O Secretário Regional de Turismo, Ambiente e Cultura, Eduardo Jesus, visitou esta semana o Miradouro da Encumeada, um dos 63 Locais Estratégicos de Estacionamento (LEE) definidos no âmbito do Plano de Prevenção e Vigilância aos Incêndios Florestais (PPVIF-RAM 2025), elaborado pelo Instituto das Florestas e Conservação da Natureza (IFCN). A visita contou ainda com a presença da Secretária Regional da Saúde e Proteção Civil, Micaela Freitas, das equipas do IFCN e da Proteção Civil, que diariamente asseguram a vigilância e a pronta resposta no território florestal.
Uma rede de vigilância robusta e eficaz
Os LEE representam uma das principais novidades do plano para 2025. Estão distribuídos em 60 pontos na Madeira e 3 no Porto Santo, permitindo a rápida mobilização das equipas de primeira intervenção. Os locais foram escolhidos com base em critérios rigorosos de suscetibilidade, acessibilidade e tempo de resposta, garantindo uma cobertura equilibrada e eficaz em todo o arquipélago.
“Esta rede é uma ferramenta essencial para garantir que a Região esteja mais bem preparada para responder com eficácia e rapidez às ameaças dos incêndios florestais durante este período mais crítico. Esta é uma prioridade absoluta para o Governo Regional, que assume o compromisso de proteger os cidadãos e o território”, destacou Eduardo Jesus, no final da visita.
O governante sublinhou também que a vigilância está organizada em três dimensões: torres fixas de observação (seis no total, ativas durante o verão), vigilância móvel intensificada entre julho e outubro e o dispositivo dos Locais Estratégicos de Estacionamento, que funcionam como bases avançadas de atuação.

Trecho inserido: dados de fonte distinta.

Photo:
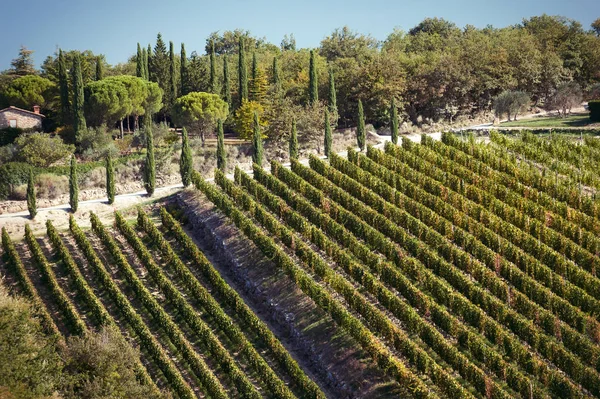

Equipas preparadas e tecnologia ao serviço da floresta
O plano operacional coordenado pelo IFCN conta com um dispositivo capaz de ser ativado em qualquer emergência, integrando 67 polícias florestais, 10 sapadores florestais e 42 vigilantes da natureza. Para garantir a vigilância permanente, foram destacadas 11 equipas, compostas por elementos do Corpo de Polícia Florestal, Sapadores Florestais e Vigilantes da Natureza, num total de 22 elementos em permanência, reforçados nos períodos de maior alerta.
Estas brigadas dispõem de viaturas de combate a incêndios, máquinas de rasto e equipamentos de comunicações avançados, atuando em zonas críticas da Madeira e do Porto Santo. Paralelamente, o plano incorpora inovações tecnológicas, como o uso de drones, sensores térmicos e imagens de satélite, permitindo a deteção precoce e a monitorização em tempo real.
A visita do secretário regional permitiu acompanhar de perto o trabalho diário das equipas posicionadas no Miradouro da Encumeada, um dos pontos mais sensíveis e estratégicos da rede. Além da vigilância ativa, estão previstas ações regulares de compartimentação do espaço florestal e gestão de combustíveis, que visam reduzir a continuidade da vegetação mais suscetível à propagação de incêndios.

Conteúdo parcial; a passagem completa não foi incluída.